In nature, oil is a versatile killer. It smothers the tiny animals that make up a coral reef. It suffocates blades of marsh grass, cutting them off from air and sunlight. It clumps up a bird’s feathers, leaving it unable to fly. Then, trying to remove the oil, birds swallow it.
For now, scientists are seeing the worst effects only in one corner of the Louisiana coast.
But they’re concerned about what they’re not seeing — and worried that the impact on animals and plants will only get worse.
“Now that the stuff is really sort of coming ashore, it really is living up to its potential. It’s certainly breached the sort of outer defense system of Louisiana,” said James H. Cowan Jr., a professor at Louisiana State University. “It’s the very worst-case scenario, for things like birds and mammals.”
On Tuesday morning, Louisiana scientists ventured out here into Barataria Bay, looking for oil and oil-covered animals. They found both.

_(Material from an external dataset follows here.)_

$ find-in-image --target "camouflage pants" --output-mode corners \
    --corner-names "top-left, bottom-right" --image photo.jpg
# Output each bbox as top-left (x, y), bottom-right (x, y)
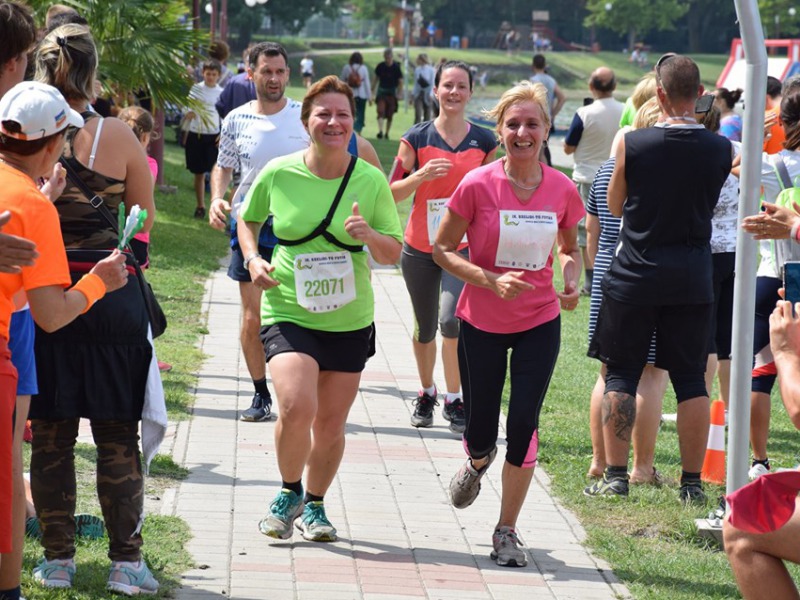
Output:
top-left (29, 419), bottom-right (144, 562)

Near Isle Grande Terre, a brown pelican — the state bird — sat atop a piling, its chest and head feathers matted down with oil. As the boat approached, it flew away. But within seconds, the pelican alighted on a nearby rock. It was already too weak to fly long distances.
“It’s hard to capture a bird unless it’s totally oiled, or it’s dead,” said Rowan Gould, acting director of the U.S. Fish and Wildlife Service.
The official count of the spill so far: 377 birds, most dead, some captured alive. Dozens more turtles and dolphins have been found dead, but scientists are still conducting tests to determine how many of them died because of exposure to oil.
They say that this is a fraction of the total animals impacted. Some, like this pelican, are still strong enough to evade capture. Others might die at sea, or deep inside marshes, and might be eaten before any human spots them.